U.S. District Judge Christina Snyder on Monday blocked California from enforcing a mask ban against ICE agents, ruling the state’s “No Secret Police Act” unlawfully singles out federal officers by exempting state police.
Snyder issued a preliminary injunction on Monday, February 9, 2026, in a lawsuit the Trump administration filed in November 2025, and she stayed enforcement of the mask ban until February 19, 2026, unless further stayed by the 9th Circuit Court of Appeals.
The order leaves in place, for now, Snyder’s conclusion that California cannot apply the face-covering prohibition to federal immigration officers while allowing state police to avoid the restriction.
At the same time, Snyder upheld a separate California law aimed at law enforcement transparency, the “No Vigilantes Act,” which requires on-duty officers to display visible identification, including an agency name and an officer name or badge number, with exceptions.
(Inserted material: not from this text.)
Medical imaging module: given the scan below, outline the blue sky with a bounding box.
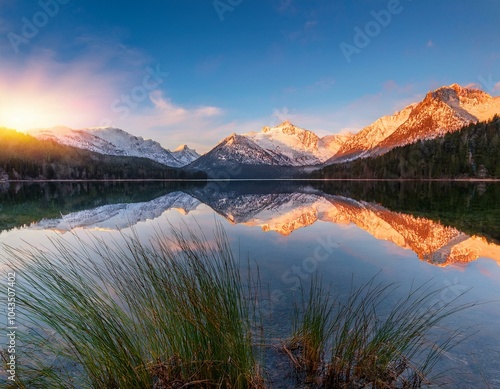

Enforcement of the identification law will also pause until February 19, 2026, after California Attorney General Rob Bonta’s office agreed during the litigation not to enforce it while the court considered the challenge.
The legal fight grew out of political and public tensions that followed 2025 ICE raids in Los Angeles, which helped spur California lawmakers to pass measures intended to limit masked law enforcement activity and require clearer identification during operations.
Snyder, a Clinton appointee who sits in the Central District of California in Los Angeles, grounded her ruling on the Supremacy Clause, writing that the mask ban discriminates against the federal government and violates U.S. Const. art. VI, cl. 2.
California’s No Secret Police Act prohibits facial coverings for law enforcement during the performance of duties, while carving out exceptions for SWAT and undercover activities.
Governor Gavin Newsom signed the law in September 2025, and it took effect January 1, 2026, though the provisions remained on hold while the lawsuit proceeded.
Snyder concluded the measure would cross a constitutional line when applied in a way that treats federal officers differently from state counterparts, because the exemption for state police leaves federal agents facing restrictions that similarly situated state officers do not.
In her order, Snyder also addressed the purpose behind the California law, writing that the Acts promote “transparency which is essential for accountability,” while questioning the need for face coverings in ordinary law enforcement work.
She added that federal officers “can perform their federal functions without wearing masks,” language that the federal government cited as support for requiring operational flexibility while preserving the ability to do the job.
The Trump administration’s lawsuit challenged the mask ban’s application to federal agents, including ICE agents, while the case also focused on whether California could enforce identification requirements against officers carrying out duties in the state.
Snyder’s ruling left open the possibility that a broader, even-handed mask restriction could survive, noting the law “could be constitutional if applied to all officers,” a point tied directly to her finding that the current framework exempts state police.
The decision sets up a near-term deadline because Snyder’s order keeps the mask ban’s enforcement on hold only until February 19, 2026, unless the 9th Circuit Court of Appeals takes action to extend the stay.
On the federal side, Justice Department lawyer Tiberius Davis argued the state law created operational risks, citing Department of Homeland Security reports of increased assaults and threats against officers after 2025.
Davis also pointed to a Los Angeles incident in which three women allegedly doxxed an ICE agent through a livestream and Instagram, a scenario the federal government used to argue that exposing officers’ identities can lead to harassment and danger.
Snyder’s order described the competing interests in stark terms, recognizing transparency goals while rejecting the state’s uneven application of the mask ban as inconsistent with the constitutional structure governing conflicts between state rules and federal functions.
California’s response after the ruling was limited, with Bonta’s office offering no immediate comment post-ruling after previously agreeing not to enforce the identification law during the proceedings.
In Sacramento, state Sen. Scott Wiener said he plans immediate new legislation to include state police in the mask ban, a step that could address the exemption Snyder cited when she concluded the law discriminates against federal officers.
The ruling arrives as states across the country consider how to respond to immigration enforcement tactics in their communities, and Snyder’s order may influence similar state measures nationally.
For California, the immediate practical effect is that the No Secret Police Act cannot be enforced against federal immigration officers while the injunction remains in place, even as the separate identification law remains upheld but paused through February 19, 2026.
For federal immigration enforcement in Los Angeles and beyond, the case centers on whether California law can regulate the appearance of ICE agents during operations when state police do not face the same requirement, a constitutional question Snyder answered by invoking the Supremacy Clause and a basic demand for equal treatment between sovereigns.
Federal Judge Blocks California Law Requiring ICE Agents to Remove Masks During Operations
Judge Christina Snyder blocked California’s mask ban for federal agents, ruling it violates the Supremacy Clause by exempting state police. While the ‘No Secret Police Act’ is halted, the ‘No Vigilantes Act’ regarding identification was upheld. The ruling follows tensions from 2025 ICE raids in Los Angeles. Enforcement is paused until February 19, 2026, as California considers new legislation to apply the mask ban equally across all law enforcement agencies.